Jane Mayer’s Far-Too-Late Defense of Al Franken Shows Just How Broken the News Media Really Is


Back when in 2017, when Al Franken was forced resign from the Senate under a dark cloud of sexual harassment allegations, I was one of few people to defend him against what sure seemed to be a rush to judgement. In Mediaite, on television, and in USA Today, I argued, despite being a conservative who doesn’t even like Franken, that the evidence against him was very suspect. Mostly because the story of his primary accuser, LeeAnn Tweeden, had significant problems.

Today, in The New Yorker, Jane Mayer has written an extremely long piece revisiting the entire controversy and concluding that — get this — Tweeden’s story isn’t credible and that Franken was railroaded by a rush to judgement by the news media and Democratic senators. When I read the essay, written by a #MeToo supporter with whom I have clashed via emails over her very negative coverage of Brett Kavanaugh, my head was spinning.

Now that I have regained my bearings, there are two aspects of this story that I would like to address. The first is Tweeden’s allegations against Franken, and the second is how this entire fiasco is a yet another damning indictment of the modern news media.

As for Franken and Tweeden, Mayer did a pretty decent job of outlining the major credibility issues surrounding the allegation of the model turned radio “news” personality.
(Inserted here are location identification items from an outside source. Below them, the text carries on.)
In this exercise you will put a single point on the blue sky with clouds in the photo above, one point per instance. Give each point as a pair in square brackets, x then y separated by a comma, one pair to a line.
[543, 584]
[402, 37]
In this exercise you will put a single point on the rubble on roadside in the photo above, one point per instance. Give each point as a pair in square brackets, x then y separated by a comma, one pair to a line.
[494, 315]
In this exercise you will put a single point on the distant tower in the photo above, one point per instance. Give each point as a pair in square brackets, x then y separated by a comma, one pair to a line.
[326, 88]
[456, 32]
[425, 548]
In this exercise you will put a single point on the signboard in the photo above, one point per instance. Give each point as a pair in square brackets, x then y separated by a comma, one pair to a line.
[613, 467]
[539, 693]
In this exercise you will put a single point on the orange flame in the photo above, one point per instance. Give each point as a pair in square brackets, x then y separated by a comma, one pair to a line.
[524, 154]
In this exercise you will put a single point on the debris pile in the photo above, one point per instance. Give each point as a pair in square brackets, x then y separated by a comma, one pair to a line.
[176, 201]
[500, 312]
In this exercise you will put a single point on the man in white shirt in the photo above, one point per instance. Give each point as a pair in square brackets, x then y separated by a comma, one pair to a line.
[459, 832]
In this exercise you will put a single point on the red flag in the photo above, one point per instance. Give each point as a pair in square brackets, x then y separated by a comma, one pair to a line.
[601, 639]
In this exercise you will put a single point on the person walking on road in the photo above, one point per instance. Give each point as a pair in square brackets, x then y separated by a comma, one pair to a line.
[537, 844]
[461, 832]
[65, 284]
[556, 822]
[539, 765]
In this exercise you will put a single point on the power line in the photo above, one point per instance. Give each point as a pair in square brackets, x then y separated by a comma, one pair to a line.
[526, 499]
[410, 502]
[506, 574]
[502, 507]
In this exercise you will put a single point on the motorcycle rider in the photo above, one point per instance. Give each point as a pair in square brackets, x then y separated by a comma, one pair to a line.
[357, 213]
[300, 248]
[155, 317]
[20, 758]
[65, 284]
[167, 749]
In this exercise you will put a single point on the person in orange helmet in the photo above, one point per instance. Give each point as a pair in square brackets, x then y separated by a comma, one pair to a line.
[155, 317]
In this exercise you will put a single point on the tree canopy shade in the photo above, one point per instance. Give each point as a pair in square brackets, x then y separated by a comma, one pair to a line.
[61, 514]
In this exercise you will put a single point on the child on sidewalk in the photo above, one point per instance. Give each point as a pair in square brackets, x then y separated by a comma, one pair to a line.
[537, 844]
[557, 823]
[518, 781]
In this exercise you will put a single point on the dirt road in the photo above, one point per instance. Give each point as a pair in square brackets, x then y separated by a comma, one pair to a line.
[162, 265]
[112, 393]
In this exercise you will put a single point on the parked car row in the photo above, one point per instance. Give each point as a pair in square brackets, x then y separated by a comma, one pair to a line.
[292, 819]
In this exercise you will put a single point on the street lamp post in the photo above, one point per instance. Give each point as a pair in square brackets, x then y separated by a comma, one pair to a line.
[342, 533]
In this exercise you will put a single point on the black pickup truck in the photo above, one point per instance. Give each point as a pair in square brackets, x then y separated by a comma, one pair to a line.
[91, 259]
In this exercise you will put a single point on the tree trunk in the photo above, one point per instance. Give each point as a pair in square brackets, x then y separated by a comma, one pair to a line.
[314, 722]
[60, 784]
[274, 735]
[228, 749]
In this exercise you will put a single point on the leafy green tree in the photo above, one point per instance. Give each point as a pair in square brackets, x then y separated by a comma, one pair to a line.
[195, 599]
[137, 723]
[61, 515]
Of particular importance was the nature of how her account was immediately treated as a reputable “news” story, when it was really just an un-vetted opinion piece on the website of a lowly-rated conservative talk radio station in Los Angeles (against which I once competed).

Since much of the case against Franken centers around that infamous photo of him stupidly pretending to grope Tweeden on a USO trip, I was surprised Mayer didn’t use some of the images which tell a very different side of this saga. While Mayer only referenced the first one, here are the two photos which raise the largest red flags about Tweeden’s account.

The first is Tweeden attending, across the country from her home, a USO event in honor of Franken, three years after the alleged harassment, and clearly joking around in the VIP room with him. The second is Tweeden tweeting nostalgically about the very USO trip where she later claimed Franken was abusive towards her.

I get that in the post #MeToo era there is no longer any evidence that can help exonerate a prominent man, especially one with powerful political enemies, who is accused of such bad behavior. But these photos alone, which were well known before Franken was forced to resign (though I had to go through an absurd amount of vetting to prove their existence to USA Today), should have at least put the brakes on the crazed rush to judgment against him, and allowed for all the facts to be rationally considered before he resigned.

Since Franken isn’t coming back anytime soon, the larger issue here may be what all of this says about our fundamentally broken news media, especially in the realm of how these types of allegations are now evaluated. Frankly, the news media has catastrophically failed at every turn of this saga.

The news media rushed to judgement here because of the post-#MeToo timing and a strong desire to expose Republican hypocrisy over their support of Roy Moore’s senate bid in Alabama. They never gave Tweeden, or the accusers which suddenly followed her (all of which also had issues), any scrutiny, or Franken, who handled the whole crisis like a naïve wuss, a remotely fair hearing.

Now, the only major media outlet to revisit this story, way too late, has done so via the work of Mayer, who is a well-known #MeToo crusader who went out of her way, along with colleague Ronan Farrow, to resuscitate an extremely old and dubious account against Brett Kavanaugh from his days at Yale. I confronted Mayer via email at that time, provoking an extended exchange which I found to be mind-blowing in the way in which she meekly defended her suspect reporting of a case that, in my view, had all the makings of an urban legend.

The hypocrisy of the dramatically disparate standards for how to evaluate an allegation that Mayer is now using to defend Franken in comparison to how she chose to prop up an even less credible claim against Kavanaugh is obvious. It is also in keeping with the political bias of both her and her publication.

But just because she was wrong about Kavanaugh doesn’t mean she isn’t dead-on about Franken. Somewhat hilariously and quite tellingly, however, most of the media reaction to her vindication of Franken, on both the left and right, has been extremely negative.

Liberals don’t want to admit that they were wrong to allow one of their own to be needlessly sacrificed on the altar of #MeToo, and are offended that Mayer, by breaking the new rules of the movement, may be now allowing future accusers to actually be scrutinized. Conservatives also don’t want to admit they were wrong about Franken, and see her work on Kavanaugh as having disqualified her from having a credible say on these matters (though I am pretty darn sure that if she had written a “mea culpa” about Kavanaugh she would be hailed as a heroine by the right today).

So, we now live in a media environment where people get praised for telling popular falsehoods, and then attacked for correcting the record in a way which makes the media feel badly about themselves for having been wrong. Since humans are creatures of self-interest, this is exactly why false stories which have an audience will continue to gain traction, and correcting narratives in which the news media is emotionally invested is now virtually impossible.


This is an opinion piece. The views expressed in this article are those of just the author.